Monday, January 3, 2011

NEGATIVE GUEST LIST & MY CHEATER SLICKS BLATHER

A few months ago I was asked via email to contribute some "Cheater Slicks memories" for an Australian fanzine (print! a print fanzine!) called NEGATIVE GUEST LIST. I was more than happy to oblige, and in the brief interim, editor Brendon Annesley sent me some back issues of what is a pretty crazed, 80s-style cut-and-paste garage punk magazine. I like how slapdash the thing is, how utterly nonsensical it is in parts, and how it looks even less sophisticated than my own crude fanzine efforts twenty years ago.

Annesley and his crew have a strong taste for the bleeding and noisy edge of garage-oriented punk rocknroll, and thus, their new issue, #19, with a great CHEATER SLICKS overview written by the band's drummer Dana Hatch. It's punctuated with other interviews and recollections from Larry Hardy, Merle Allin and yours truly. Annesley emailed me on "deadline day" and reminded me I promised him I'd write something about the band, so I quickly coughed up this hairball with my morning coffee, a story of the best Cheater Slicks show I ever saw. If you're interested in ordering the magazine, more info can be found here.
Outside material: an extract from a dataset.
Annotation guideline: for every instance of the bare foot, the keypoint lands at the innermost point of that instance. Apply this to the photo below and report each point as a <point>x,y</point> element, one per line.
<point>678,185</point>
There was a particular Cheater Slicks gig in my hometown of San Francisco that stands proudly as one of the most jaw-dropping rock and roll experiences ever witnessed by man or beast. I’d tell you that I’d seared the October 10th, 1995 date of the blessed event into my brain if I thought you’d believe it – but nah, I looked it up on the information superhighway just now. Most transcendent rock experiences are usually recounted as “The First Time I Ever Saw…” (nope, I’d seen the Cheater Slicks play twice before) or “The Day The Band Got Into A Fistfight On Stage, and Then Inexplicably Kicked Out The Jams” (none of that). This was just a show – a show from the era’s most incendiary howling garage cyclone of a band, whom had probably played a dozen such shows on their “Don’t Like You” tours that year and the year before.
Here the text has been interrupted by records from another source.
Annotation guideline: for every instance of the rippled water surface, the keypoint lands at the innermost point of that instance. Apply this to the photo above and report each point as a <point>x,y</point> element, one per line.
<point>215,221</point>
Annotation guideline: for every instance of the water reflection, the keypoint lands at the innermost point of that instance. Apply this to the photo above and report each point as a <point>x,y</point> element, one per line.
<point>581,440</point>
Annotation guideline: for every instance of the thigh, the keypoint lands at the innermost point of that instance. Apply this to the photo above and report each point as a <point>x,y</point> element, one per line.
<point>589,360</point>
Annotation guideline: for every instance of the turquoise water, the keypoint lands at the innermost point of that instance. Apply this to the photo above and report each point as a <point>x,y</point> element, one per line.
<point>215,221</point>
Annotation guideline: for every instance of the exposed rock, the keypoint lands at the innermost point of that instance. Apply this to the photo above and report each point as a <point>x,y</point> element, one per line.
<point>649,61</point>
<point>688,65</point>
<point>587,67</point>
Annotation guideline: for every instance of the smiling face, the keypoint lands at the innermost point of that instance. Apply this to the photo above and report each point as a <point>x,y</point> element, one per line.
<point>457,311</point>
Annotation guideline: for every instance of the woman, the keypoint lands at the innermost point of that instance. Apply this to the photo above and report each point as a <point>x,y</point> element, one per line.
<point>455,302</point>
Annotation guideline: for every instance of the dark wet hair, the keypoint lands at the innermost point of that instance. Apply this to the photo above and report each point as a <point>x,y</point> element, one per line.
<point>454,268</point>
The Cheater Slicks told me what the secret sauce of the evening’s magic was when, mouth agape, I asked them what the fuck had just happened. They’d played Portland, Oregon the night before, see, and had left that city at 3 in the morning for the long drive south. No one slept during the entire ten hour drive, despite trying, and once they arrived in San Francisco past lunchtime, no one could find it in themselves to catch even a wink of sleep. So this pissed-off, bedraggled, unshaven and unshowered trio of sleepless rock miscreants suffered through the indignities of the soundcheck; the turgid, crushing hours of the interminable pre-show wait; and of course, the de rigueur hideous opening bands before unloading it all on the stage.
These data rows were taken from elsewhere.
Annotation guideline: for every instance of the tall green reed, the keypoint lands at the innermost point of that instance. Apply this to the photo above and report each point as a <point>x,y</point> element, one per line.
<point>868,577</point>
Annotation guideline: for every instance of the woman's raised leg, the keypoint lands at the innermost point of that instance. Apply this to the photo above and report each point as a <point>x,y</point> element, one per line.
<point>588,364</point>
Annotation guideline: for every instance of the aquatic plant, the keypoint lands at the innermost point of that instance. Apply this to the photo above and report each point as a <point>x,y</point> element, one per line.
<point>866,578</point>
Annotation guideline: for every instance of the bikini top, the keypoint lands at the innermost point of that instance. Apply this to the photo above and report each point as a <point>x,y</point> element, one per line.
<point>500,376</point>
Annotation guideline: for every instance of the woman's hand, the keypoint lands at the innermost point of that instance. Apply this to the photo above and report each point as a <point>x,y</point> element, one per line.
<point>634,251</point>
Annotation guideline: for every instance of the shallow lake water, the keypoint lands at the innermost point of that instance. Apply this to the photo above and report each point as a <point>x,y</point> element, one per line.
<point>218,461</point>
They arrived at their anointed hour angry and a little unsteady, and it showed. Both Shannon brothers slashed at their guitar strings like they deliberately wanted to snap them, and I remember Dave Shannon taking every opportunity to turn his back to the audience and crouch in front of his amp to emit high-decibel squeals, hiss and feedback. Just because it would hurt, is how I read it. A lot of the time he wasn’t even really playing, per se, but was instead just letting the thing feed back at top volume and shaking it violently to vary the tone. And Dana Hatch – good lord. That guy is a Neanderthal skin-basher even on a bad day, but tonight, with eyes bleary and throat raw, he was a friggin’ possessed animal. One crazed, ear-splitting number after another, with no breaks for tuning nor audience banter nor nothing – “Trouble Man”, “Wedding Song”, “Feel Free” and especially, whoa: “Sadie Mae”. It was one of those shows where strangers in the audience turn to each other after a song and laugh in amazement – then share a high-five before buckling up and settling in for the next firebreather.

Something tells me the Cheater Slicks slept well that night, whether on someone’s garage floor, a moldy futon, or in the competitively upscale environs of a Motel 6, three disgustingly unkempt men to a bed. They earned such comforts with their valiant and heroic efforts in San Francisco that night, and it’s one of those live shows I’ll never forget.